Habitat & Wildlife
The Southern Appalachian hardwood forest holds more tree species per acre than any comparable forest in North America. Oak, hickory, tulip poplar, sourwood, hemlock, beech — canopy so dense and varied the ridgelines change color four times between April and October. Below the canopy, a ground layer of wildflower, fern, and native shrub that arrived when the last glacier retreated and never left.
This forest shaped everything that grew up around it — the building materials, the craft traditions, the seasonal rhythms of the communities in its hollows and along its rivers. *[image break — controlled burn or forest floor]*
Prescribed Fire
For thousands of years, Cherokee and Southeastern peoples used fire to manage these forests — opening understory, cycling nutrients into the soil, maintaining the mosaic of young growth and mature timber that supported native wildlife at every stage of its life cycle. The oak-hickory forest that defines the Southern Appalachians is a fire-adapted system. Without regular fire, the understory thickens, shade-tolerant species crowd out the oaks, and the habitat contracts.
Highcountry Trust's prescribed burning program works within this tradition. For Dane Tidwell, a citizen of the Choctaw Nation of Oklahoma and a founder of the Trust, Indigenous fire ecology is personal heritage carried into present-day land management.

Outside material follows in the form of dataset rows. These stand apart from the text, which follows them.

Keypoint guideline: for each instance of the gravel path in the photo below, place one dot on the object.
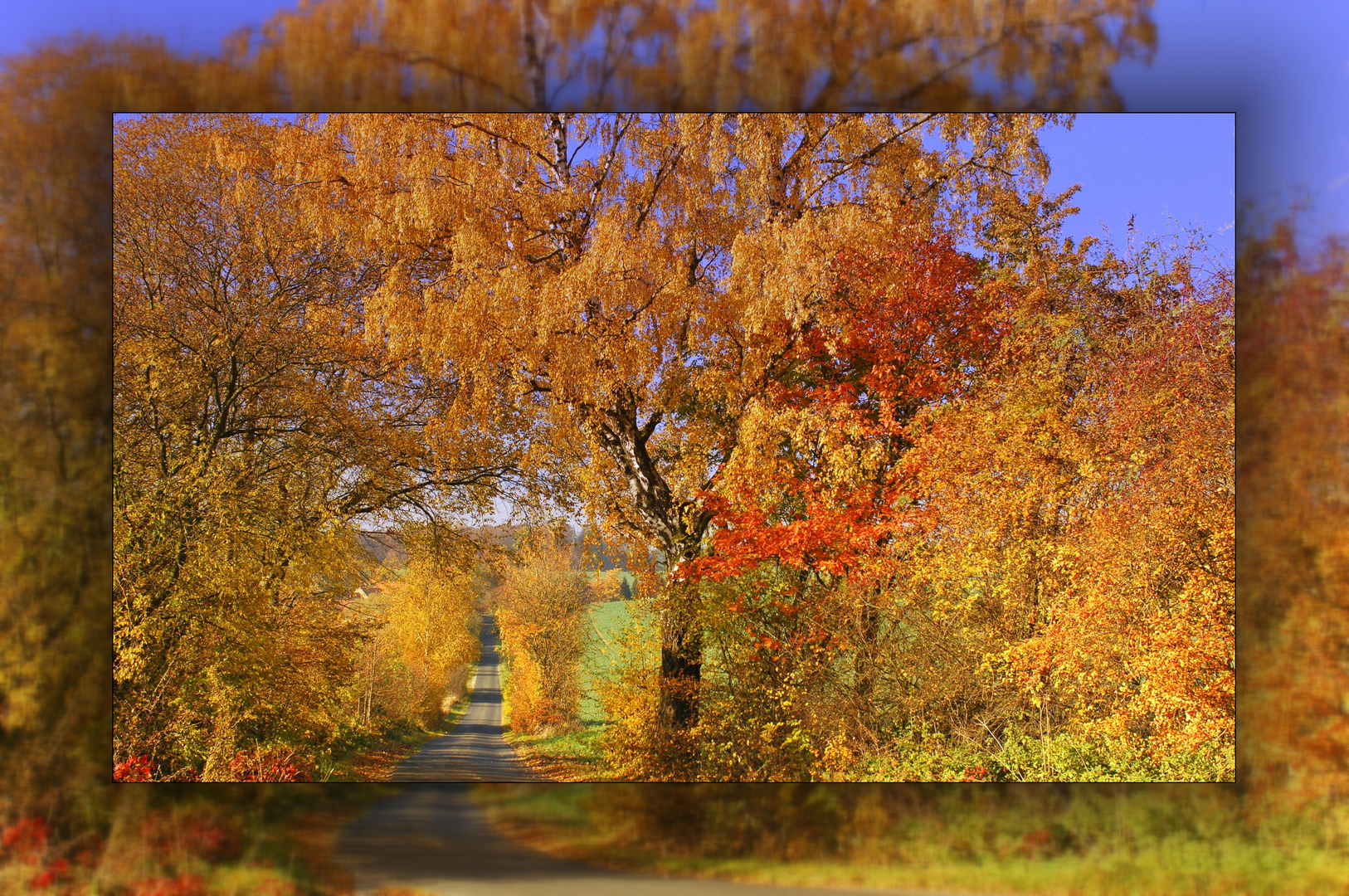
(435, 840)
(474, 751)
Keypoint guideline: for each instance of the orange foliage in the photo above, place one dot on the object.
(1294, 549)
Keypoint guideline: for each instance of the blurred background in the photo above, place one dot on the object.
(69, 66)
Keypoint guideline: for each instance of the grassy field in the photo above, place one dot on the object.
(572, 756)
(1094, 841)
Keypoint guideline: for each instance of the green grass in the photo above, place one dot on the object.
(573, 756)
(603, 650)
(370, 755)
(1142, 841)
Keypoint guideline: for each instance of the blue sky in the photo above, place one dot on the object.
(1282, 71)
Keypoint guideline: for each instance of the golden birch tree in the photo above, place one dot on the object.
(640, 280)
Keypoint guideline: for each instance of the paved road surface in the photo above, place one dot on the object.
(474, 751)
(435, 840)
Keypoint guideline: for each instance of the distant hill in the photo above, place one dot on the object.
(385, 548)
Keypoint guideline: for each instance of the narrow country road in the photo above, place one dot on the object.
(474, 751)
(435, 840)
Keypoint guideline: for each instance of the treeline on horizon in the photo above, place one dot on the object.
(56, 456)
(922, 514)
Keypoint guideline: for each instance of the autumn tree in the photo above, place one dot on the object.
(254, 424)
(1294, 519)
(519, 56)
(540, 609)
(429, 626)
(640, 280)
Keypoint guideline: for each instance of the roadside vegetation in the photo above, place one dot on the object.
(1111, 840)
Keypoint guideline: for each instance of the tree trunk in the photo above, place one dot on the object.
(678, 527)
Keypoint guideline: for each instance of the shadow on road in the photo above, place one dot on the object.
(475, 749)
(435, 840)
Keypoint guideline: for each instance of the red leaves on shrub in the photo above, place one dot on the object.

*[image break — ruffed grouse or early successional habitat]*
Wildlife
Ruffed grouse in high-elevation hardwoods. Brook trout in cold-water streams. Black bear across the mast-producing oak ridges. Elk, reintroduced to the Smokies in 2001, establishing range across the plateau. The species that define these mountains are diminished but present — and in most cases, responsive to habitat restoration rather than direct intervention.
Highcountry Trust supports the organizations and researchers committed to these species with sustained institutional funding — the kind of commitment measured in decades, not grant cycles.
*[image break — cold-water stream, watershed]*
## Watershed
Every acre of forest restoration is watershed restoration. Root systems stabilize stream banks. Canopy cover regulates water temperature. Healthy riparian corridors filter runoff before it reaches the cold-water streams that brook trout and freshwater mussels depend on.
The rivers and streams of the Southern Appalachians are not separate from the forest. They are the forest's circulatory system — and their health is the most immediate, measurable indicator of whether the restoration work is taking hold.